一般的な位相空間において数列の極限は一意ではない

定理

一般に、位相空間における数列の極限は一意ではない。

説明

いったいこれは何を言っているのかと思うだろうが、驚くべきことに事実である。我々はこれまで解析学などにおいて、数列を含む区間が次第に狭まり一点に収束するイメージを思い浮かべてきた。しかし位相数学で定義される収束の概念によれば、位相空間によっては一点に収束する理由がまったくない。

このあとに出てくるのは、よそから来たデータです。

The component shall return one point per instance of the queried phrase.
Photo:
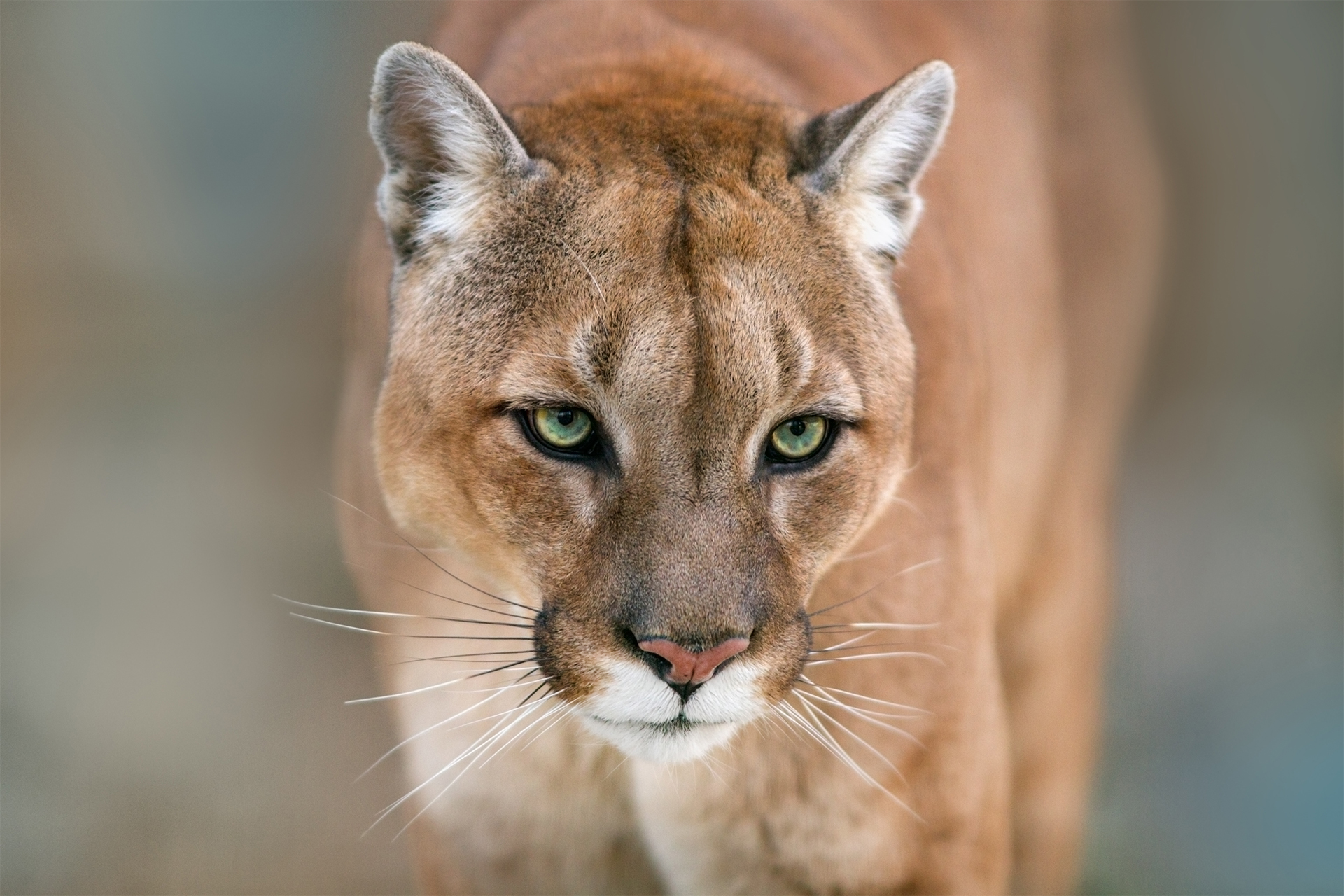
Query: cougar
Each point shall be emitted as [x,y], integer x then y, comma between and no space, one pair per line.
[729,435]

極限の一意性を保証するためには、ハウスドルフ空間が主に仮定される。

反証

極限が複数存在する反例を提示すれば十分である。

余有限空間$\left( \mathbb{R} , \mathscr{T}_{f} \right)$において、互いに異なる点からなる数列$\left\{ x_{n} \right\}$を考えてみよう。まず$\left\{ x_{n} \right\}$が収束する点を任意に$x \in \mathbb{R}$としよう。ここで$x$を含む開集合$U \in \mathscr{T}_{f}$が存在し、$\mathbb{R} \setminus U$は有限集合である。$\left\{ x_{n} \right\}$は互いに異なる点からなるので、すべての$n > n_{0}$に対して$x_{n} \notin \mathbb{R} \setminus U$を満たす$n_{0} \in \mathbb{N}$は存在し得ない。ところが$\left\{ x_{n} \right\}$は収束することは収束するので、すべての$n > n_{0}$に対して$x_{n} \in U$を満たす$n_{0} \in \mathbb{N}$が存在しなければならない。収束の定義により$\left\{ x_{n} \right\}$は$x$に収束することは収束するが、ここで$x$は何であっても特に構わない。

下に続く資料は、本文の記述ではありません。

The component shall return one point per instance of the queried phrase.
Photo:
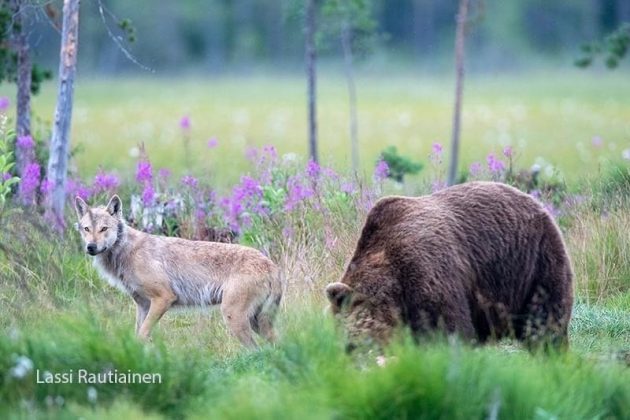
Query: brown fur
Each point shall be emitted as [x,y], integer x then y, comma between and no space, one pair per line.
[481,259]
[160,272]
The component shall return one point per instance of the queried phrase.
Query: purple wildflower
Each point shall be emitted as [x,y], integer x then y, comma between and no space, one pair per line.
[200,214]
[189,181]
[144,171]
[164,173]
[46,187]
[312,169]
[475,169]
[25,143]
[76,188]
[347,187]
[212,143]
[148,195]
[270,151]
[184,123]
[251,154]
[288,232]
[495,165]
[296,193]
[381,171]
[104,181]
[29,182]
[4,104]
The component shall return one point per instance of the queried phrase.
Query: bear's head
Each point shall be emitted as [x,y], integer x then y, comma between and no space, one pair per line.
[366,320]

理解しにくいなら、収束の定義がどう変わったかと、余有限空間の開集合が何であるかを考えてみるとよい。

従来の距離空間において開集合といえば、一点を中心に与えられた距離以内の点の集合を指すものであった。したがって「すべての開集合」とはいっても、実際にはその点の近傍で条件を満たすことが要点であった。いくら小さくとっても引き続き条件を満たすなら、「すべての開集合」に対するチェックが終わったも同然なのである。

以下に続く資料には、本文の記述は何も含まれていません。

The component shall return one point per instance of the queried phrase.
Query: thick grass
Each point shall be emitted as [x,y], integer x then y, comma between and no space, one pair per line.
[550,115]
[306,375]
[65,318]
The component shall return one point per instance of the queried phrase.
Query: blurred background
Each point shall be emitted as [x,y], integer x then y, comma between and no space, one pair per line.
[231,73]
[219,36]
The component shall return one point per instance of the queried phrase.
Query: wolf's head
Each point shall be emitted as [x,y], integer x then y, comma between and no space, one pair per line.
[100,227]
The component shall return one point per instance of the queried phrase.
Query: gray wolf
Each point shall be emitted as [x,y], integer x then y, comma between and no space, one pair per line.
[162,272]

しかし余有限空間において$U$ともう一つの開空間を考えてみるなら、$U \setminus \left\{ a \right\}$のようなものも開集合になる。全体空間が実数であろうが何であろうが、すべての点を一つずつ引くだけでも開集合は開集合のままであり、ここで「距離」を考えることは無意味である。したがってすべての開集合に対してチェックするとしても、距離空間のように次第に小さくなる理由はなく、極限が特定されないのである。